Add your [tool] .pbitool.json file to the correct folder

Add your new file to your C: Program Files (x86) Common Files Microsoft Shared Power BI Desktop External Tools binder.

Create your python script

The [tool] .pbitool.json file used a .py file as the first argument. Where did that come from? It comes from you! Put the code you want to run in that file and save it in the location you provided in the [tool] .pbitool.json file.

For my Power BI Desktop Connection example, my sample script (essence) is below, which I saved as in the path described above [tool] .pbitool.json file. The script simply prints the server and database arguments passed to it, then concatenates and prints a connection string that could be used to connect to that particular data model.

import sys print ('Power BI Desktop Connection') print (str (sys.argv [1])) print (str (sys.argv [2])) print ('') conn = "Provider = MSOLAP; Data Source = "+ str (sys.argv [1]) +"; Initial Catalog = ''; " print (conn) input () 

sys.argv [1] is the argument corresponding to the server and sys.argv [2] is the GUID of the database. python starts at 0, which is the value of the argument associated with the current script.

If you finally extend the external tools with your own python scripts and pass the Power BI Desktop connection, you will trust sys.argv [1].

The GUID of the database will come into play in future scripts, but it is not required for this initial scenario.
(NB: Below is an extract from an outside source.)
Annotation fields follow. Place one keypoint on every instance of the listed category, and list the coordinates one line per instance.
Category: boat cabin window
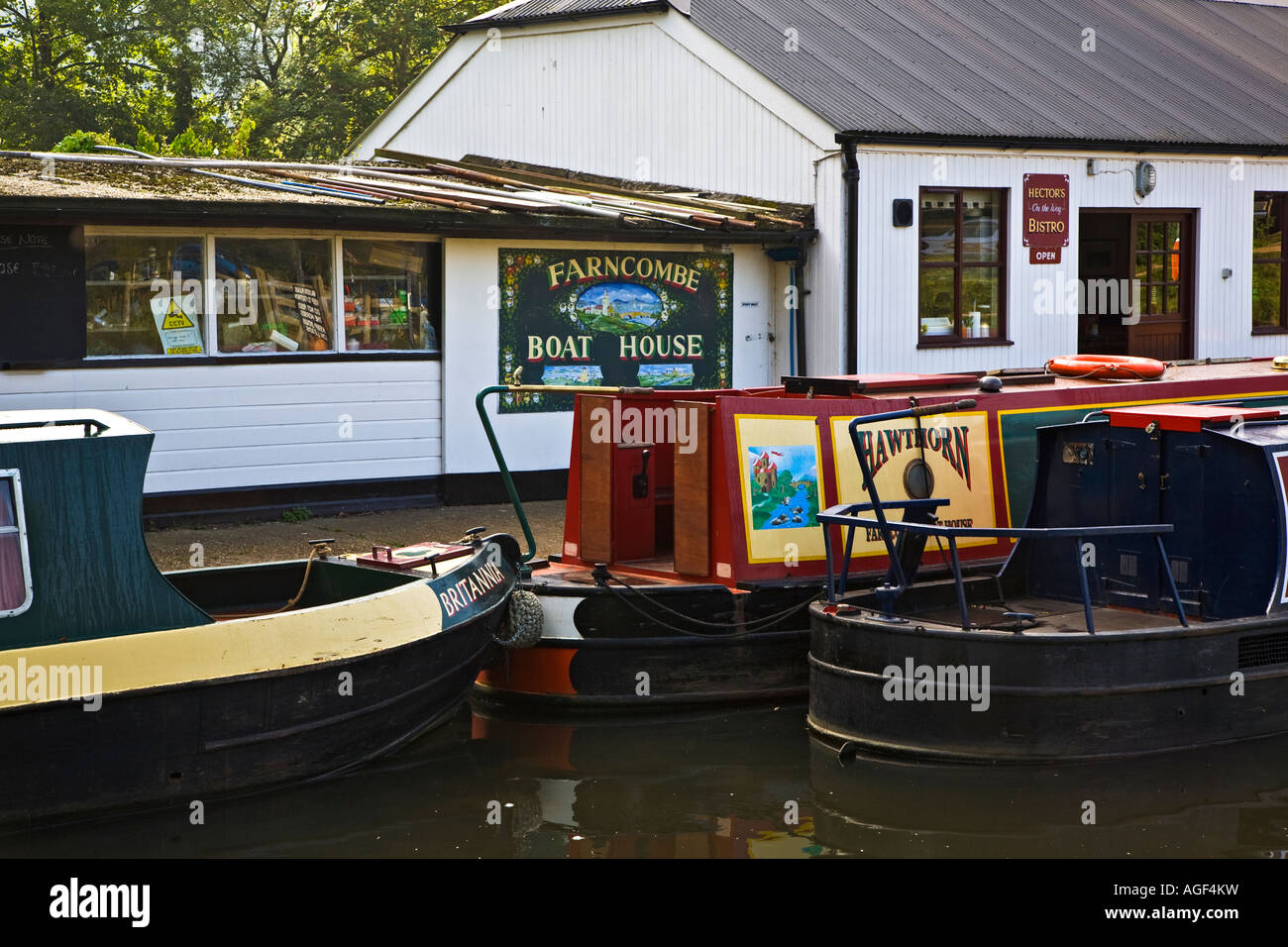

Just know that locally the connection string will only need server: port.

If both the .py script and [tool] The .pbitool.json file are in the correct location, and assuming the script works, you can open Power BI Desktop. Check the External Tools ribbon to run the script.

Coming soon in Part 3: .NET + python - Connecting to the Tabular Object Model (TOM)

While this basic script works as is, there is an issue with this setup that I will cover in the next post. python.exe runs independently outside of an environment, so packages loaded into the database or in an alternate virtual environment are not available to the script.

To connect to python's tabular object model, we'll need a little help from .NET and some packages in my conda environment. Part 3 contains the settings to the [tool] .pbitool.json file that allows me to use a specific python virtual environment.